Diary of a Fourth-Year Student: On Being a Female Surgeon & Other Lessons from Colorado

uvmmedicine blogger Kathryn Schlosser '15
uvmmedicine blogger Kathryn Schlosser ’15

I really wished I had brought my suit. I was exhausted, grungy, and a little bit shaky from overnight call. The voice in the back of my head was questioning whether the black sheath dress I had hung in my locker yesterday morning was too little, too much, or just not quite right for this presentation. But I had no other option – my newly tailored interview suit was 1,300 miles away, and there was no way I had the time or money to buy one for just a presentation. Thank goodness I had brought flats instead of heels. The adrenaline from the night before could only do so much.

I was three weeks into a general surgery sub-internship at the University of Colorado Anschutz Medical Campus, and the combination of an uncomfortable housing situation and the high demands of a competitive, high volume hospital was wearing on me. At the start of the rotation, my drive from San Diego had ended stuck in Sunday afternoon traffic coming out of the Rockies. This had left me stressed and uncomfortable in an impressive location, which set the tone for the rest of the rotation. The University of Colorado University Hospital is a sprawling new complex smack in the middle of Aurora, a rougher city than its big brother – Denver. I rode my bike in the wee hours of the morning past trailer parks and dingy motels. But the neighborhood passed the “bar test” (most first story windows did not have bars on them), so while I wasn’t leaving my bike outside, it wasn’t uncomfortable to be a visitor with out-of-state- plates.

As a visiting sub-intern in July, both the new interns and I were figuring out the EMR, the attendings, and the hierarchical dynamics of this prestigious surgery service. The restrictions in the EMR kept medical students from doing the small, useful things I was accustomed to doing as a sub-intern (updating discharge summaries, entering patient histories, pending orders for review and signing by the residents). So while I did not feel intimately involved in daily patient management, I could spend most of the day in the OR, assisting or observing the bread-and-butter cases of a general surgery practice. With practitioners specializing in bariatric surgery, hernia repair, and colorectal cancer, there were a range of basic and advanced cases on the service to choose. We had regular lectures and a weekly topic presentation from the medical students. As I worked more with the chief resident on the service, she began to give me advice not only on surgical technique and management, but on being a female surgeon.

Some of this advice was basic surgery stuff. Know your place in the hierarchy (with my personality, a hard task). Know your patient, the anatomy, and the procedure before stepping in the room. But she pointed out some harsh truths that I had already noticed subconsciously. There were no female attendings on the service. The nurses responded to orders from the masculine intern much more quickly than the petite chief resident. And the scrub tech that seemed to be hard of hearing? Jumped at a whisper when the male attending repeated a request for a tool. This subtle difference had been present in every hospital I had worked in, though some more than others. This chief resident told me how she pitched her voice lower and spoke firmly when making requests or giving orders. She geared her interactions with her superiors to emphasize her capabilities and not her personal life (a professional choice, crucial for females in a male-dominated field). She emphasized that while the field is changing, and while the men in power have great intentions and sometimes even great self-awareness, there are centuries of history to overcome, and we are not there yet.

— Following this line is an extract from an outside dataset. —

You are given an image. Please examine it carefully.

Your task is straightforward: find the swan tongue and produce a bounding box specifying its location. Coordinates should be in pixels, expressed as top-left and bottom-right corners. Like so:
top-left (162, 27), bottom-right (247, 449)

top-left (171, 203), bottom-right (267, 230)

So with this information rattling in my head, I was in front of a half-dozen attendings, a dozen sleepy residents, and a handful of medical students wearing suits for their presentations. Last night on trauma call I had seen an emergency splenectomy (lots of blood in my shoes), gotten stuck with a needle in the ED, and had palpated a steady stream of abdomens, some of which were being prepped and draped at this moment. I was vibrating with nervous energy. I knew the material. I knew I loved this work. Suit or no suit, I knew I looked good. I braced myself and began to talk.